Munira is an eighth-grader who studies hard at Kacheliba Primary School in Kenya. She is also involved in elective classes focused on how to help others.
“There’s a project that trained me as a ‘peer educator’ to give me knowledge and training to help others,” she said. “As a peer educator, I try to solve [my friends’] problems and advise them. I like to help because many people are struggling.”
However, when Munira first arrived at the school in Kacheliba, things were very different. There was no safe water, so she and her classmates had to trek down to the river. They missed classes and faced many dangers collecting water for drinking, cooking, and washing.
“When I started in the school in 2020, we would struggle with long distances to find water,” says Munira. “Fetching water at the river affected my learning at school because [we missed] lessons. Also, when we went to the river, dangerous strangers would threaten [us].”
Even the river itself could be dangerous. Munira shared how she narrowly escaped a flash flood while collecting water.
“One Saturday, my friends and I went to the river to get water, wash our clothes, and take a bath. The water started increasing, and I was swept away. Luckily, I found a stone to hold onto, but it was risky because the wind was blowing so hard. A man came in and grabbed my hand. After that, I swore to never go to that river.”

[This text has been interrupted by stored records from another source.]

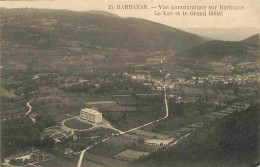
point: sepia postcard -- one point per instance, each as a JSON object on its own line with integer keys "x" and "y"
{"x": 129, "y": 83}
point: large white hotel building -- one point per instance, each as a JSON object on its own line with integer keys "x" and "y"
{"x": 91, "y": 115}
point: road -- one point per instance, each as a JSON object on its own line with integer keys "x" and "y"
{"x": 30, "y": 110}
{"x": 121, "y": 133}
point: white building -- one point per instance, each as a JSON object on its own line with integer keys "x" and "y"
{"x": 91, "y": 115}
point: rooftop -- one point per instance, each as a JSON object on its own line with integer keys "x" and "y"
{"x": 92, "y": 111}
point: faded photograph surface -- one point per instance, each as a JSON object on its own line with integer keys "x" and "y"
{"x": 120, "y": 83}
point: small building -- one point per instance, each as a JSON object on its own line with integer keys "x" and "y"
{"x": 159, "y": 142}
{"x": 91, "y": 115}
{"x": 68, "y": 151}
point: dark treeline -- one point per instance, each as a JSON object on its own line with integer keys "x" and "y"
{"x": 19, "y": 135}
{"x": 232, "y": 141}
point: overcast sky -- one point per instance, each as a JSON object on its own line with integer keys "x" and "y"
{"x": 250, "y": 17}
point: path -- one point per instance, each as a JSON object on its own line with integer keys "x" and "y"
{"x": 30, "y": 110}
{"x": 121, "y": 133}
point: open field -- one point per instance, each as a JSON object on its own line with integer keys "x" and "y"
{"x": 76, "y": 124}
{"x": 7, "y": 93}
{"x": 112, "y": 106}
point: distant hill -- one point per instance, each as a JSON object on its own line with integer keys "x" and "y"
{"x": 102, "y": 13}
{"x": 253, "y": 40}
{"x": 226, "y": 51}
{"x": 225, "y": 34}
{"x": 50, "y": 28}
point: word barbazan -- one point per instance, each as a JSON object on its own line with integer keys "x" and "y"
{"x": 131, "y": 6}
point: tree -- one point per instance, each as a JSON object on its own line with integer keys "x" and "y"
{"x": 48, "y": 142}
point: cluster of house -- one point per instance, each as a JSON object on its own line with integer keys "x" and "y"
{"x": 156, "y": 84}
{"x": 215, "y": 79}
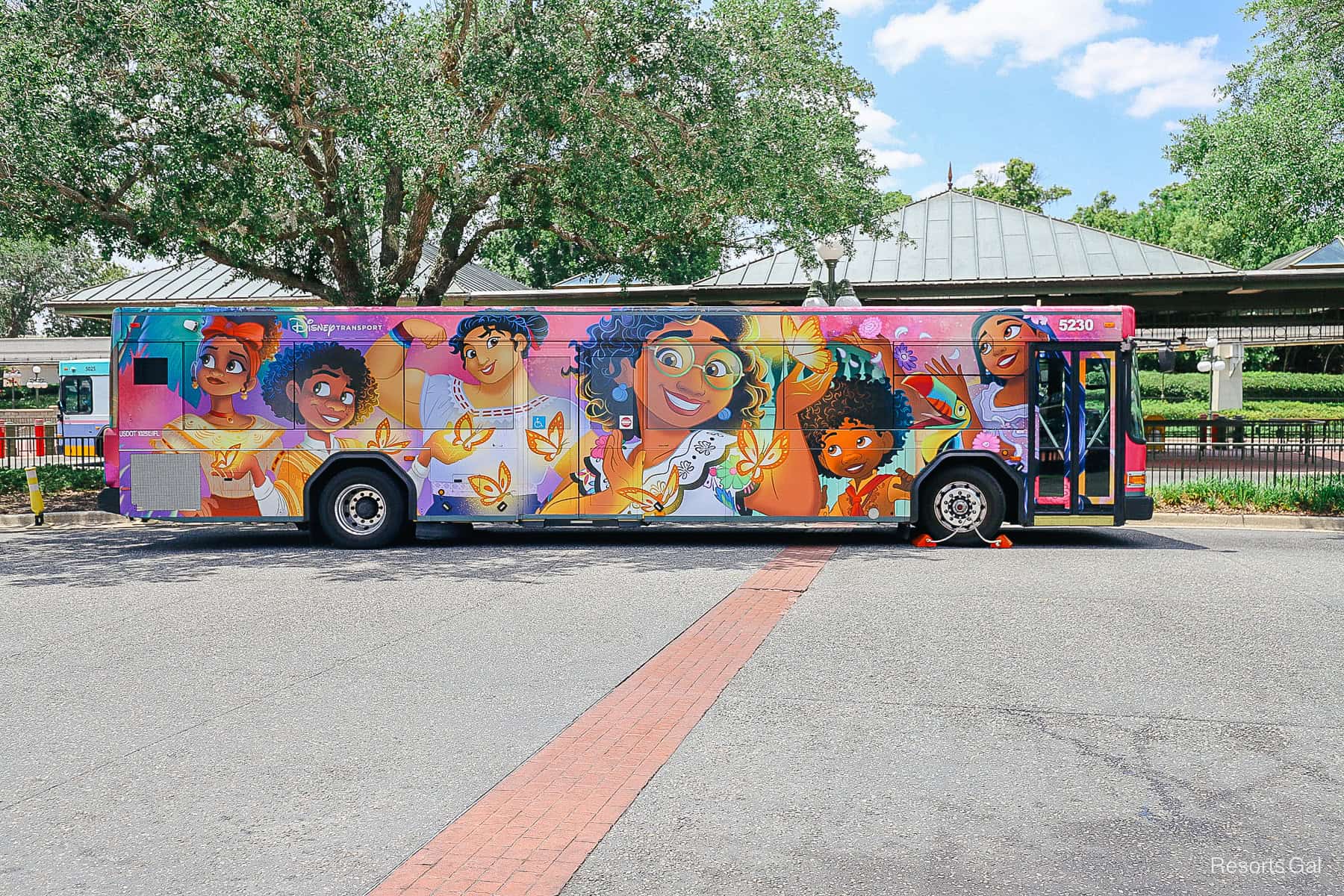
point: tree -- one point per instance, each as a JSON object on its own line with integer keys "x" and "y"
{"x": 324, "y": 144}
{"x": 541, "y": 260}
{"x": 1270, "y": 168}
{"x": 1102, "y": 214}
{"x": 1021, "y": 187}
{"x": 31, "y": 272}
{"x": 1169, "y": 217}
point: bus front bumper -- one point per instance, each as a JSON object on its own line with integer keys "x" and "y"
{"x": 1137, "y": 508}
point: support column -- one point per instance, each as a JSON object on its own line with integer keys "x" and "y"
{"x": 1228, "y": 385}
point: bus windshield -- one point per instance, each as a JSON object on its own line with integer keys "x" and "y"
{"x": 75, "y": 395}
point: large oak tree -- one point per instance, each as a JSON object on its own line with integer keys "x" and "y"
{"x": 366, "y": 149}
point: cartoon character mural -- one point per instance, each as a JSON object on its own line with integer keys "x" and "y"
{"x": 228, "y": 441}
{"x": 680, "y": 399}
{"x": 855, "y": 430}
{"x": 470, "y": 449}
{"x": 326, "y": 388}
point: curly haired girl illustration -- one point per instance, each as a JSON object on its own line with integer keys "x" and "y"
{"x": 855, "y": 430}
{"x": 231, "y": 352}
{"x": 680, "y": 396}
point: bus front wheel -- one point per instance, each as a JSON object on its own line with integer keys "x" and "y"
{"x": 960, "y": 501}
{"x": 362, "y": 508}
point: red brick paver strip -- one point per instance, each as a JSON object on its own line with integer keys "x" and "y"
{"x": 534, "y": 829}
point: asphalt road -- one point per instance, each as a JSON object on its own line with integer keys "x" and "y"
{"x": 226, "y": 709}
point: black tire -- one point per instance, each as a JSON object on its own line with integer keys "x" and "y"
{"x": 961, "y": 496}
{"x": 362, "y": 508}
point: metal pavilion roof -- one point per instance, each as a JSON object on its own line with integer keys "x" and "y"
{"x": 956, "y": 237}
{"x": 1330, "y": 254}
{"x": 205, "y": 281}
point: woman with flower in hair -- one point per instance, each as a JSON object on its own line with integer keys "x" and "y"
{"x": 680, "y": 398}
{"x": 231, "y": 352}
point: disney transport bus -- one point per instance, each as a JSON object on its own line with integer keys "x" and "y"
{"x": 364, "y": 422}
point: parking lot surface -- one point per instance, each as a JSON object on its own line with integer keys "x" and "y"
{"x": 228, "y": 709}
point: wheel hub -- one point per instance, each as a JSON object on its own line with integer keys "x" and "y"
{"x": 361, "y": 509}
{"x": 960, "y": 507}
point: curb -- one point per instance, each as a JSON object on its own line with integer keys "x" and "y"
{"x": 60, "y": 517}
{"x": 1281, "y": 521}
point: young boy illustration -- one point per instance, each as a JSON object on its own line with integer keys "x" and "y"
{"x": 326, "y": 388}
{"x": 853, "y": 430}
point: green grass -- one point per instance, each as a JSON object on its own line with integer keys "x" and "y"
{"x": 1251, "y": 410}
{"x": 53, "y": 479}
{"x": 1322, "y": 496}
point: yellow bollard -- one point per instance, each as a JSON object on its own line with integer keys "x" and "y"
{"x": 35, "y": 494}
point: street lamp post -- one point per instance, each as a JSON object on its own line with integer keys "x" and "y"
{"x": 1213, "y": 366}
{"x": 830, "y": 250}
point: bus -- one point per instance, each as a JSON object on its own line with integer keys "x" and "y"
{"x": 82, "y": 410}
{"x": 364, "y": 423}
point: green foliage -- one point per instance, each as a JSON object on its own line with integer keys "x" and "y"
{"x": 53, "y": 479}
{"x": 1021, "y": 187}
{"x": 1269, "y": 168}
{"x": 332, "y": 146}
{"x": 1320, "y": 496}
{"x": 1256, "y": 385}
{"x": 1169, "y": 217}
{"x": 539, "y": 258}
{"x": 33, "y": 272}
{"x": 1251, "y": 410}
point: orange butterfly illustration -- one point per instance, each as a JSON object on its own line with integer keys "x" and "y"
{"x": 492, "y": 491}
{"x": 467, "y": 435}
{"x": 223, "y": 460}
{"x": 756, "y": 461}
{"x": 660, "y": 499}
{"x": 806, "y": 344}
{"x": 382, "y": 440}
{"x": 550, "y": 445}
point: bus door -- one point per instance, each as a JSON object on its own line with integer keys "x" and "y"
{"x": 1073, "y": 472}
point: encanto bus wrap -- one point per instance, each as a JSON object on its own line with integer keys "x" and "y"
{"x": 364, "y": 422}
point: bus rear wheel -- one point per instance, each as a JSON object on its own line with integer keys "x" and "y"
{"x": 957, "y": 503}
{"x": 362, "y": 508}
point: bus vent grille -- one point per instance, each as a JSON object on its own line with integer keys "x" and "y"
{"x": 166, "y": 481}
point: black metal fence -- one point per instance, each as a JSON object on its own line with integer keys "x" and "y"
{"x": 27, "y": 445}
{"x": 1254, "y": 452}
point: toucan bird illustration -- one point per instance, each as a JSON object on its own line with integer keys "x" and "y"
{"x": 947, "y": 420}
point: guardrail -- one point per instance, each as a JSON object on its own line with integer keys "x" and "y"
{"x": 40, "y": 445}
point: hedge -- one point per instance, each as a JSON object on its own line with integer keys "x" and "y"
{"x": 53, "y": 479}
{"x": 1250, "y": 410}
{"x": 1322, "y": 496}
{"x": 1263, "y": 385}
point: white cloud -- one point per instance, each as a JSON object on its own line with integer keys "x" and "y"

Shortly after the incident, Water Mission and The Poul Due Jensen Foundation installed a safe water solution at Munira’s school. Now, the girls can spend their days focused on studies instead of risking their safety to collect water. Munira says that the health and wellness they experience by having safe water has emotional benefits.
She adds that safety, educational opportunities, and good health come from access to safe water. This makes “water a must for girls in school. It gives us self-esteem. It builds confidence so we know if we have a problem, we can solve it.”
No longer struggling to collect water and fight water-related illnesses, Munira’s dreams are focused on helping others.
“I want girls’ lives to be good. I want my friends to be able to decide what they want for their own lives and then fetch it.”